Cette réouverture ne signifie pas un retour complet à la normale. Lufthansa conseille à ses clients de considérer Larnaca comme une « porte de sortie marginale », utile uniquement s’ils peuvent organiser eux-mêmes la suite de leur voyage. Les alertes de sécurité des États-Unis et du Royaume-Uni restent au niveau 3 (« reconsidérer le voyage »), et la capacité hôtelière sur l’île se resserre face à l’afflux de passagers bloqués. (adept.travel)
Les entreprises dont les employés sont coincés dans le Golfe doivent évaluer la faisabilité d’un transfert à Chypre : bien que des places en vol soient disponibles, les connexions vers l’Europe se remplissent rapidement et la situation sécuritaire pourrait se dégrader si les tensions régionales s’intensifient. Les équipes mobilité doivent aussi garder à l’esprit que Chypre est hors Schengen ; un dépassement de la règle des 90 jours sur 180 peut entraîner des amendes au retour en Allemagne.

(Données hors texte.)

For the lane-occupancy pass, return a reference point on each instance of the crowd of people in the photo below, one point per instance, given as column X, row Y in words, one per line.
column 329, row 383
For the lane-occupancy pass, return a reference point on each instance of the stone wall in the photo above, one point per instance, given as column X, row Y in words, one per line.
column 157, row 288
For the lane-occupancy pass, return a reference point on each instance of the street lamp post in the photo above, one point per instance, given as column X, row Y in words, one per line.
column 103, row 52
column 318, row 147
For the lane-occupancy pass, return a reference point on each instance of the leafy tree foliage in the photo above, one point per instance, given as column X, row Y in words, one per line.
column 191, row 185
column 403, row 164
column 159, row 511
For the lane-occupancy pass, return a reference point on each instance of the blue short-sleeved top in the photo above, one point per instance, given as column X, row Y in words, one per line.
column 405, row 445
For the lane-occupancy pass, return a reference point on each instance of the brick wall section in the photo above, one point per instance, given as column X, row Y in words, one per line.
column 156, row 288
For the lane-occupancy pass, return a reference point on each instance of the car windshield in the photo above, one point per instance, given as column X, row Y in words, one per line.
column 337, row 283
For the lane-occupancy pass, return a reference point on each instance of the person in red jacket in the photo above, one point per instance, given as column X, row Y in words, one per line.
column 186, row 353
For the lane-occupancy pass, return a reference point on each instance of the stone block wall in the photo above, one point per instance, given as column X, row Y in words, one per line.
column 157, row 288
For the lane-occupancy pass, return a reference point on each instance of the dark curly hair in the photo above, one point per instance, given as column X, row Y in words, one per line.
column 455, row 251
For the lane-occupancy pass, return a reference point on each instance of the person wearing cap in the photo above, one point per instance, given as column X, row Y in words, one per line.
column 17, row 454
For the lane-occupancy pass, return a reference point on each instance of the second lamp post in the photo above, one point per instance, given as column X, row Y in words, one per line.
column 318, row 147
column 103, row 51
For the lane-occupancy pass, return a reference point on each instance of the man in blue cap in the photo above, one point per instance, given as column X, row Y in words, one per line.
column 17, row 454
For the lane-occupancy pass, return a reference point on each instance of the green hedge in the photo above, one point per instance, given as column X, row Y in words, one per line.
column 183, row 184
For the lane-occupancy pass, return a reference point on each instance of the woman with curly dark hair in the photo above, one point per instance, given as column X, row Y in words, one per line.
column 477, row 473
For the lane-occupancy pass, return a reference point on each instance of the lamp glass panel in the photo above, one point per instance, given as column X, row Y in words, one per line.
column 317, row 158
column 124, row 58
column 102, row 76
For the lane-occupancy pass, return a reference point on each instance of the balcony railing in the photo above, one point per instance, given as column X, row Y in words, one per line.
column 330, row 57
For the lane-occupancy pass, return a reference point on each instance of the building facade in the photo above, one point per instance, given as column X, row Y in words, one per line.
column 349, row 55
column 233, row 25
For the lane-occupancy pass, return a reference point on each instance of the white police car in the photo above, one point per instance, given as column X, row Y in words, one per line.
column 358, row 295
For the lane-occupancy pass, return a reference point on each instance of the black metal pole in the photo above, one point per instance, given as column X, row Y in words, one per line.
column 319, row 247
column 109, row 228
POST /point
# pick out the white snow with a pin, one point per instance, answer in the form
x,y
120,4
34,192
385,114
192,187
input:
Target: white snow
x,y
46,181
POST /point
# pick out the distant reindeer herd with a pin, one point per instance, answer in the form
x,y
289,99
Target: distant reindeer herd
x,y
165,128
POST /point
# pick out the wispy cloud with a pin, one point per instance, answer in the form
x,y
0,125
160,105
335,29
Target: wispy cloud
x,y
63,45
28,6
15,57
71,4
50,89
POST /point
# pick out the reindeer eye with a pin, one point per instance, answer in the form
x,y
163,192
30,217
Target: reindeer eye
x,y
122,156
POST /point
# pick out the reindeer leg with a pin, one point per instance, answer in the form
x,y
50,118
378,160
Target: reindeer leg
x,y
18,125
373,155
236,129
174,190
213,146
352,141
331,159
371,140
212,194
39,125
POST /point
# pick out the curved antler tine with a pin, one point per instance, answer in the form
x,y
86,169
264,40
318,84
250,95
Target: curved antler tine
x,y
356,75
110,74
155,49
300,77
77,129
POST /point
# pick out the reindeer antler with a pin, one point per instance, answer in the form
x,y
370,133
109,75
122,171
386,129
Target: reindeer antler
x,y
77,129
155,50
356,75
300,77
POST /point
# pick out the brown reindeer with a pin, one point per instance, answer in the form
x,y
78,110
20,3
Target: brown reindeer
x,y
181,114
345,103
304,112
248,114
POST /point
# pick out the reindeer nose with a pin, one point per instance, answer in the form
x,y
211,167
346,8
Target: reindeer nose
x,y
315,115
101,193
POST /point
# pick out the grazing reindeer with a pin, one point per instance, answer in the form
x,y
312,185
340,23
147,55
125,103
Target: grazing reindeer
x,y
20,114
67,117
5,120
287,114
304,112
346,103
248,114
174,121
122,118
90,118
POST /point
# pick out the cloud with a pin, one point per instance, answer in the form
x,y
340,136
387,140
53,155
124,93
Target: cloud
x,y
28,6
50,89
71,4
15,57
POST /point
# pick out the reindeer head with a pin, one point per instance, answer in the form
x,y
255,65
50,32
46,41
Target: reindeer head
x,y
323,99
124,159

Néanmoins, cette réouverture partielle illustre la stratégie progressive de Lufthansa pour reconstruire son réseau au Moyen-Orient et pourrait annoncer d’autres reprises sélectives — Amman ou Erbil en ligne de mire — si les négociations de cessez-le-feu avancent.
Pourquoi Chypre ? Larnaca se situe juste en dehors de la zone à haut risque, mais reste à portée pour réorganiser les itinéraires. Faisant partie de l’UE mais hors espace Schengen, certains voyageurs devront passer l’immigration et pourraient avoir besoin de visas à entrées multiples pour composer leurs nouvelles correspondances. (adept.travel)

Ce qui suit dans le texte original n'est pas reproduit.